Where possible, connect with people who have strong networks themselves.

Your support system of course includes your family and close friends. Make sure you’re prominent in their support systems too! That’s the only way it can work well in the long run.

And keep promoting some of the deserving ones to the role of mentors, coaches and role models too!

Habits & Routine

We have seen various facets of what it takes to build resilience against shocks, surprises and pressures in life. Some of them have a distinct long-term outlook and cant work as quick fixes or workarounds. It is almost like shifting to a new way of life. Be it in your personal life or at workplace, such institutionalization can only happen by building habits and routines.

The main idea is to make it part of the default settings in your life! To bring predictability and stability. So, go ahead and squeeze in some of that extra me-time every now and then, but in a regular manner. Don't overdo the extreme routine rigor either. Keep some flexibility at your disposal too! It prevents stagnation and allows a clearer flow.

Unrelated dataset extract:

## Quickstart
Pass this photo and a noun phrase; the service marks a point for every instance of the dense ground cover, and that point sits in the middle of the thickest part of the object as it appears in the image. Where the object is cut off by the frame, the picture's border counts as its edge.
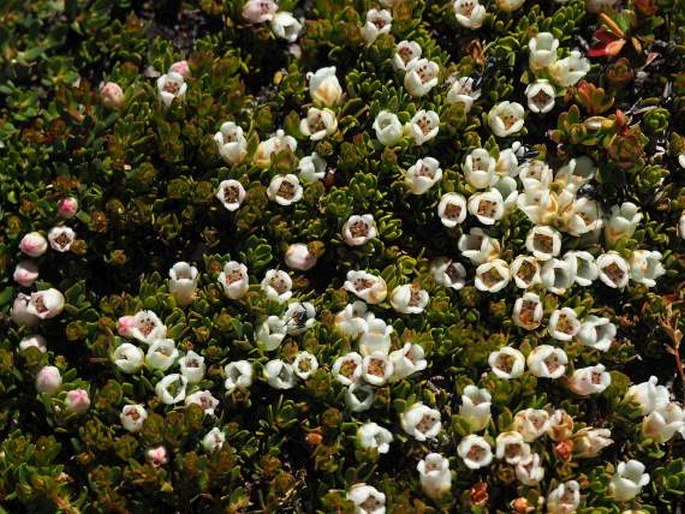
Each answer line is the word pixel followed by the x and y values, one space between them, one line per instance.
pixel 342 256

Take out time to nurture your support system, and do it consistently so that the emotional bank account has an impressive balance. You’ll become better at social awareness with more practice listening and speaking effectively. We discussed earlier that maintaining your energy is extremely important. I’d recommend practices that help you boost your stamina and also provide deep relaxation at mental, muscular and emotional levels. It’ll flood your brain with positive hormones, again helping you strengthen your resilience levels. The perfect way to work on your connectedness, self talk and self awareness too!